Sprouts’ stock rallied on news of earnings per share beating analyst estimates. With revenue in line with analyst expectations, the company is on track to achieve 2019 financial targets, according to the press release.
Delivery is a key growth driver for Sprouts. Lukow said Sprouts has seen a continued increase in average weekly sales on home delivery, and expects that by the end of the year, delivery sales will account for about 1.75 to 2% of total sales. Basket size for home delivery is significantly larger than in-store, and the margin mix is much stronger relative to the mix of products that are being ordered online, Lukow said.
“We’ve had tremendous success rolling out home delivery now across all of our markets. It was really only late in the last quarter that we rolled out into the southeast. We’re seeing pretty significant customer adoption,” Lukow said, noting that Sprouts’ brand and focus on fresh is resonating with customers.
Sprouts opened eight new stores in Q1, bringing the total to 321 stores in 19 states. The company will enter two new states, Louisiana and New Jersey, in June, and is on target to open 28 new stores this year. Eight stores are planned in Q2 and a majority of the remaining stores will open in Q3, Lukow said.
New prototype stores are performing strongly in new and existing markets, driven by enhanced customer experience in deli, meat and seafood, Lukow said on the call. Sprouts currently has six of these new stores, and two more new stores will be built in the new format this year. Beginning next year, every new store that Sprouts opens will follow the new format.
The emphasis on deli is paying off, with the category proving to be a top sales performer for Sprouts in Q1. Lukow said that incremental sales in meat and seafood, deli and bakery are exceeding expectations, and while produce is an important traffic driver, increasingly customers are seeing Sprouts as a full-shop, healthy grocery store.
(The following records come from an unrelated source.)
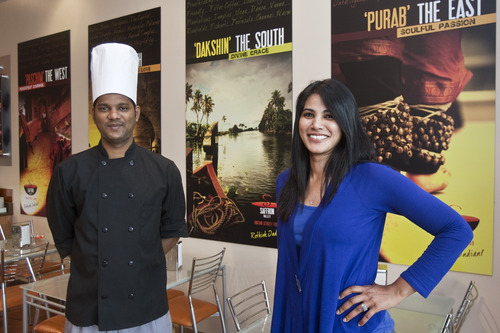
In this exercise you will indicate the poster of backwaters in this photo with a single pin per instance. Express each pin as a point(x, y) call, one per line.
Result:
point(238, 117)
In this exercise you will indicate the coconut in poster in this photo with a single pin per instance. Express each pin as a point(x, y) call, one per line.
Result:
point(238, 117)
point(142, 32)
point(5, 112)
point(44, 113)
point(423, 74)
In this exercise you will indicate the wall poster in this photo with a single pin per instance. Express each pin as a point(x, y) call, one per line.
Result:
point(44, 115)
point(142, 32)
point(436, 60)
point(238, 117)
point(5, 112)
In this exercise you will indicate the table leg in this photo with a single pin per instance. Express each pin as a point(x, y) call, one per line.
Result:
point(25, 312)
point(224, 296)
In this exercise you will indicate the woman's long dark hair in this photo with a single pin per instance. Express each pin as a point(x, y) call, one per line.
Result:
point(354, 146)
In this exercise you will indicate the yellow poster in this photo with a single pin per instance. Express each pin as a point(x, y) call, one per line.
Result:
point(435, 61)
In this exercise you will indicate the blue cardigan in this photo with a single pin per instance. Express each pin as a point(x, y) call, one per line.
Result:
point(341, 246)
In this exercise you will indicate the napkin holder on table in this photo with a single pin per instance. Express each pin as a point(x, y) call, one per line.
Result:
point(174, 257)
point(21, 234)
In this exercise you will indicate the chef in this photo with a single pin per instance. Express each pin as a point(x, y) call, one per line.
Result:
point(116, 209)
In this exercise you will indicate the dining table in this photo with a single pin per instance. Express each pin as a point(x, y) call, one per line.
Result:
point(262, 325)
point(50, 294)
point(27, 251)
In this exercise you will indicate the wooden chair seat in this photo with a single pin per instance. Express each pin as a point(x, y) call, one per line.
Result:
point(179, 310)
point(14, 297)
point(54, 324)
point(171, 293)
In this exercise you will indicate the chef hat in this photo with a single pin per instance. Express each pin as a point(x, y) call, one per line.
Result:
point(114, 69)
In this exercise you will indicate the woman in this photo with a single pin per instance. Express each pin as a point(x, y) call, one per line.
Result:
point(332, 205)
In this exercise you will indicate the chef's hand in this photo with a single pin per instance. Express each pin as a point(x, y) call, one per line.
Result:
point(374, 298)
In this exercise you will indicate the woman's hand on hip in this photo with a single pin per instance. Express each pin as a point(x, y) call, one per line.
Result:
point(373, 298)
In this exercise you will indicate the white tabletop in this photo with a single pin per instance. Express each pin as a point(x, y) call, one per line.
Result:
point(416, 314)
point(56, 286)
point(26, 251)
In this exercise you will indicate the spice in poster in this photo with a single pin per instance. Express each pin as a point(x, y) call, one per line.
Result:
point(419, 72)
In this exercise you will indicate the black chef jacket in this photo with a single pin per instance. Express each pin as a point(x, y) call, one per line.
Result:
point(110, 216)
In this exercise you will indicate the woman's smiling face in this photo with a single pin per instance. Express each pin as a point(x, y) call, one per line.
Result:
point(319, 132)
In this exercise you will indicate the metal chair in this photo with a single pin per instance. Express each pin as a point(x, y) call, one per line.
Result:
point(2, 234)
point(249, 305)
point(187, 311)
point(16, 268)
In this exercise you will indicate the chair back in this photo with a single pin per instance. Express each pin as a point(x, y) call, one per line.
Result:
point(249, 305)
point(204, 272)
point(19, 265)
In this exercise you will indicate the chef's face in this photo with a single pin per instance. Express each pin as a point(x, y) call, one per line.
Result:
point(115, 116)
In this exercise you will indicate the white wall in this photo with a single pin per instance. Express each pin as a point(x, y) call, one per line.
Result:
point(23, 20)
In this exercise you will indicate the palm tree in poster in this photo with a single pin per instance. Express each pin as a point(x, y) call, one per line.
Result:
point(208, 106)
point(189, 93)
point(197, 108)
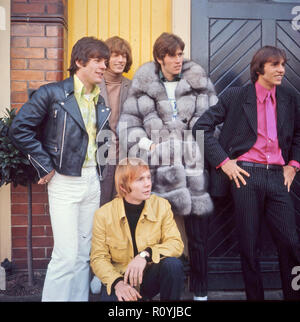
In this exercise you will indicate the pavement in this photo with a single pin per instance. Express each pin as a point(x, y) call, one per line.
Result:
point(222, 295)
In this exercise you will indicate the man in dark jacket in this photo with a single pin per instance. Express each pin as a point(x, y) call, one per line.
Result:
point(57, 130)
point(256, 157)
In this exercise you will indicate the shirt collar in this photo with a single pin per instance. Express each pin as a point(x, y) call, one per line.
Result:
point(262, 93)
point(146, 212)
point(79, 88)
point(163, 79)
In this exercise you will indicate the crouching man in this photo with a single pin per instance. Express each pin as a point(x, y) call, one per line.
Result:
point(136, 242)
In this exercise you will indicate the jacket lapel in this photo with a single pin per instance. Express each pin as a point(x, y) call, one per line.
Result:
point(281, 107)
point(123, 93)
point(250, 107)
point(70, 104)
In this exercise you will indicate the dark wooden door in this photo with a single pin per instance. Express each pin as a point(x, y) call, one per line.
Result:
point(225, 35)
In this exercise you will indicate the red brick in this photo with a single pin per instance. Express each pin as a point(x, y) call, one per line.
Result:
point(27, 75)
point(38, 209)
point(42, 241)
point(27, 52)
point(18, 242)
point(20, 264)
point(40, 263)
point(19, 209)
point(38, 187)
point(18, 42)
point(55, 8)
point(54, 31)
point(54, 76)
point(52, 1)
point(18, 220)
point(49, 231)
point(19, 231)
point(19, 197)
point(46, 42)
point(45, 64)
point(19, 253)
point(36, 252)
point(38, 231)
point(19, 188)
point(41, 220)
point(27, 30)
point(28, 8)
point(16, 105)
point(18, 86)
point(18, 64)
point(36, 85)
point(19, 97)
point(49, 252)
point(39, 197)
point(55, 53)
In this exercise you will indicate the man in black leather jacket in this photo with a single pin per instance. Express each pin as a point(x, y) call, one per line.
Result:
point(57, 130)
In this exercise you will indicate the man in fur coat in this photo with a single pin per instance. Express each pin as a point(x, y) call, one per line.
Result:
point(166, 98)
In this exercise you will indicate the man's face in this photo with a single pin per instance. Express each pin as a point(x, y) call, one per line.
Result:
point(140, 188)
point(92, 73)
point(117, 63)
point(172, 65)
point(273, 73)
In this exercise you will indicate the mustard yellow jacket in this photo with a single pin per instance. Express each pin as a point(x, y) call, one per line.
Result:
point(112, 248)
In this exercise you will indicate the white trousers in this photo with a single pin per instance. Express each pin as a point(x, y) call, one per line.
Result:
point(72, 204)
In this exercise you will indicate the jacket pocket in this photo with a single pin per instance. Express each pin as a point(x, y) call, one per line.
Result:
point(153, 240)
point(119, 250)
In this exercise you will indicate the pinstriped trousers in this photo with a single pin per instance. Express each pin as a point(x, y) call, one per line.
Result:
point(266, 195)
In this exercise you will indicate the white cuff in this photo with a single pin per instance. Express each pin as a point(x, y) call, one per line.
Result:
point(145, 143)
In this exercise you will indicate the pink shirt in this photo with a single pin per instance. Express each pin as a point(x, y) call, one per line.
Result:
point(264, 150)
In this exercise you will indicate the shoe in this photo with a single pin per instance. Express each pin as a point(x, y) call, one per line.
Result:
point(200, 298)
point(95, 285)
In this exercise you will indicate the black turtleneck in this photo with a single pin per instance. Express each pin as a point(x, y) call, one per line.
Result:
point(133, 213)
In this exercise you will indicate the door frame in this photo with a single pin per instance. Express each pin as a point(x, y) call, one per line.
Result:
point(5, 199)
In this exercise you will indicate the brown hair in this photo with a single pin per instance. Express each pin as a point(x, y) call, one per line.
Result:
point(85, 49)
point(120, 46)
point(127, 171)
point(262, 56)
point(166, 43)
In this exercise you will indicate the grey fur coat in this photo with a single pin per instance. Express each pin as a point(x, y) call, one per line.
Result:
point(177, 163)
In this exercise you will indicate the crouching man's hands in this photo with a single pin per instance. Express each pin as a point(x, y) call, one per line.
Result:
point(126, 292)
point(134, 275)
point(47, 178)
point(135, 270)
point(234, 172)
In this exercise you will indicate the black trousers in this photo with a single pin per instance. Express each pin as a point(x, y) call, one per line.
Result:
point(266, 195)
point(196, 228)
point(166, 278)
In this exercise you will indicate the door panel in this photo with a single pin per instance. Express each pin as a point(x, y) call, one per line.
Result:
point(224, 37)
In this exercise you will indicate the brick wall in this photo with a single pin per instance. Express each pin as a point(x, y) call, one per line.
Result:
point(38, 52)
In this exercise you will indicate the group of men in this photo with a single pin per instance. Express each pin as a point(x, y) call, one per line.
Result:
point(75, 131)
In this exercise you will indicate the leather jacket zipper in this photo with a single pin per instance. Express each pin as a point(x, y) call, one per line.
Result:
point(63, 140)
point(30, 158)
point(99, 168)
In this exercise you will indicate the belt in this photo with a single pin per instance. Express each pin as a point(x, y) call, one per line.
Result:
point(260, 165)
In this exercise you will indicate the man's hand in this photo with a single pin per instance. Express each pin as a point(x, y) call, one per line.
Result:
point(125, 292)
point(134, 271)
point(289, 175)
point(234, 172)
point(47, 178)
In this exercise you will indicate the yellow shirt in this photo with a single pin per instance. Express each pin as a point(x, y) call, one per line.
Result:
point(112, 247)
point(86, 104)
“There are a number of factors that are giving us a lot of confidence … we’re not just a specialty grocer, this is really about a natural, organic, fresh full grocery shop,” Lukow said.
With interim and co-CEO Jim Nielsen on temporary medical leave, Sprouts will continue to execute on its priorities without disruption, Lukow said. Although the company has not yet identified a new CEO following the departure of Amin Maredia at the end of last year, the board is highly engaged in the search, and Lukow said Sprouts will hopefully have an update soon.
Gross profit for the quarter increased 9% to $484 million, resulting in a gross profit margin of 34.3%, a decrease of 30 basis points compared to the same period in 2018, primarily driven by cost inflation that was not fully reflected in retail pricing due to the competitive landscape, as well as changes in product mix.
Net income for Q1 was $56 million and diluted earnings per share was $0.46, compared with $67 million and $0.50, respectively, in 2018.